Alan Martin reconnaît que « c’est peut-être en partie dû au mélange des lots », mais cela ne peut pas expliquer une telle différence. Il pense que les prix de transfert permettent aux négociants de sous-payer leurs diamants en Afrique, « puis d’exporter ces diamants de Dubaï de manière parfaitement honnête, à leur valeur réelle. Et leur dette fiscale s’élève à zéro. » Cela prive les gouvernements africains de revenus fiscaux dont ils auraient bien besoin, affirme-t-il. Le PAC estime que l’an passé, le coût des prix de transfert pour la République démocratique du Congo s’est élevé à 66,2 millions de dollars.

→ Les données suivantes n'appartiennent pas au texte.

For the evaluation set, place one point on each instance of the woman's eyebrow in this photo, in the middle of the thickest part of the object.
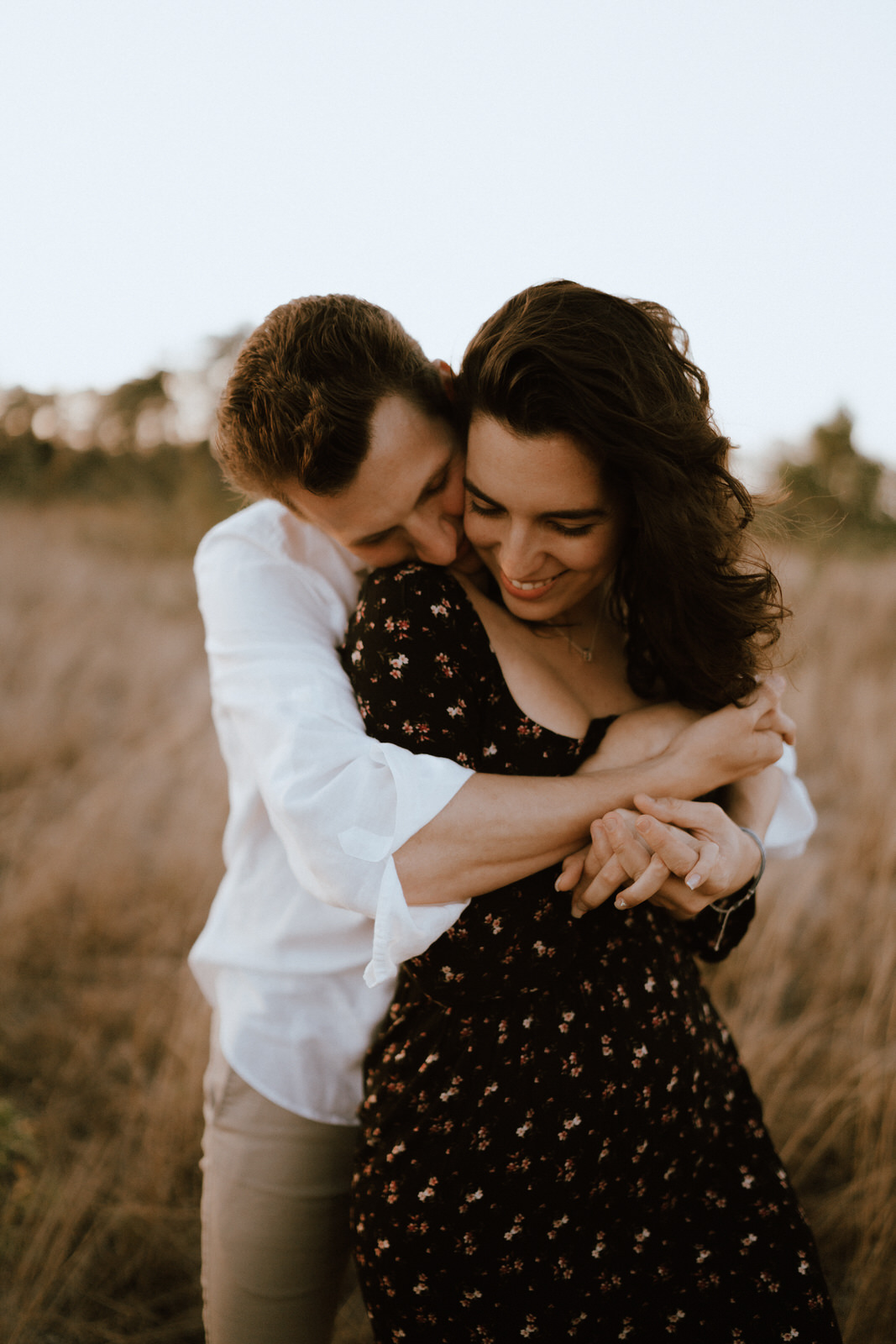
(598, 511)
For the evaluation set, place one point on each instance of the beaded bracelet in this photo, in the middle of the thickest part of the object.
(743, 895)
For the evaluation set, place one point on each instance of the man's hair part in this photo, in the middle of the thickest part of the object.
(298, 402)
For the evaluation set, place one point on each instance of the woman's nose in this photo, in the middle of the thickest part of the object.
(519, 554)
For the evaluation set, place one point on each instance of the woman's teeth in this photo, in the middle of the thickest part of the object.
(527, 588)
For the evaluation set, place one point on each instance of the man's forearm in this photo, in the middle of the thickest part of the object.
(499, 830)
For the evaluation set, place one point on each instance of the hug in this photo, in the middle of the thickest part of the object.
(472, 629)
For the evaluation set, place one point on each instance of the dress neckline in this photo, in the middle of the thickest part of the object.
(590, 741)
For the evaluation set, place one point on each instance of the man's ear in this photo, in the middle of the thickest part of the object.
(446, 374)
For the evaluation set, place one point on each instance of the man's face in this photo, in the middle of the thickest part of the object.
(407, 497)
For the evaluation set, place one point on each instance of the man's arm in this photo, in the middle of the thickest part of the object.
(275, 597)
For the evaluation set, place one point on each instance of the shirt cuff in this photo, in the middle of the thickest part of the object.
(794, 819)
(402, 931)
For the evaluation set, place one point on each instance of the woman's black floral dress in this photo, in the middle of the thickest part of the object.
(559, 1140)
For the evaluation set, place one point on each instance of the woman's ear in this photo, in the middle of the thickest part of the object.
(446, 374)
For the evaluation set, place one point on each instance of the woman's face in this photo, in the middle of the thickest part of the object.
(540, 519)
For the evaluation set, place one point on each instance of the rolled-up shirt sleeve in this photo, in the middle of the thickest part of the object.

Le rapport mentionne également que certaines différences pourraient aussi servir de couverture au blanchiment d’argent, une pratique qui pourrait être favorisée par les transactions en cash qu’autorise le gouvernement des Émirats Arabes Unis (à l’instar d’autres pays).
Peter Meeus répond que le rapport conjoint du Groupe d’action financière (GAFI) et du Groupe Egmont sur le blanchiment d’argent et le financement du terrorisme par le commerce des diamants mentionne à peine Dubaï et se concentre principalement sur d’autres centres. (Vous pouvez lire la réponse complète de Peter Meeus lors de l’intersession du KP.) Cela dit, les références du rapport à Dubaï ne sont guère flatteuses : il énonce que les zones de libre-échange sont exposées au blanchiment d’argent et que le problème des prix de transfert nécessite une analyse plus approfondie.
Au sujet des différences de prix, Peter Meeus fait remarquer qu’« il existe un problème de marchandises africaines sous-évaluées. Tout le monde le sait. » (Ces allégations remontent en effet à au moins neuf ans.)
Alan Martin pense que cela relève de la responsabilité de Dubaï d’éclaircir ce point. Et d’ajouter que « Dubaï est dans une mauvaise posture. Ils devraient intervenir et expliquer les raisons d’une telle situation. »
En arrière-plan à tout ceci, se cache le désir de Dubaï d’accéder à la présidence du Kimberley Process. Si ces questions ne sont pas éclaircies, sa candidature « pourrait ne pas être la meilleure du point de vue du KP », estime Alan Martin. (La candidature de l’Angola à la présidence du KP a en effet été bloquée par des ONG dans le passé.)
Depuis que le scandale a éclaté, on se demande comment Dubaï a pu croître autant et aussi vite. Dubaï a peut-être l’impression d’être le bouc-émissaire du rapport du PAC (Peter Meeus a quitté la réunion du Precious Stones Multi-Stakeholder Working Group à Paris lorsqu’il a été présenté, révèle Alan Martin), mais il a au moins le mérite de mettre ces questions au grand jour. Tout le monde reconnaît que les prix de transfert constituent un problème réel. Il est donc temps de se pencher plus sérieusement dessus.
Edward Asscher, président du World Diamond Council, m’a récemment confié qu’en l’absence de règles équitables, « les diamants seront au plus mal. » Dubaï est bien établie dans la communauté diamantaire. Elle a apporté une énergie nouvelle à l’industrie, ainsi qu’une porte ouverte dont on avait bien besoin sur le marché de détail au Moyen-Orient. Elle a aussi été une fervente défenderesse du Kimberley Process. Mais aujourd’hui, en particulier avec la question des prix de transfert, certains se tournent vers elle pour montrer qu’il ne s’agit pas du maillon faible.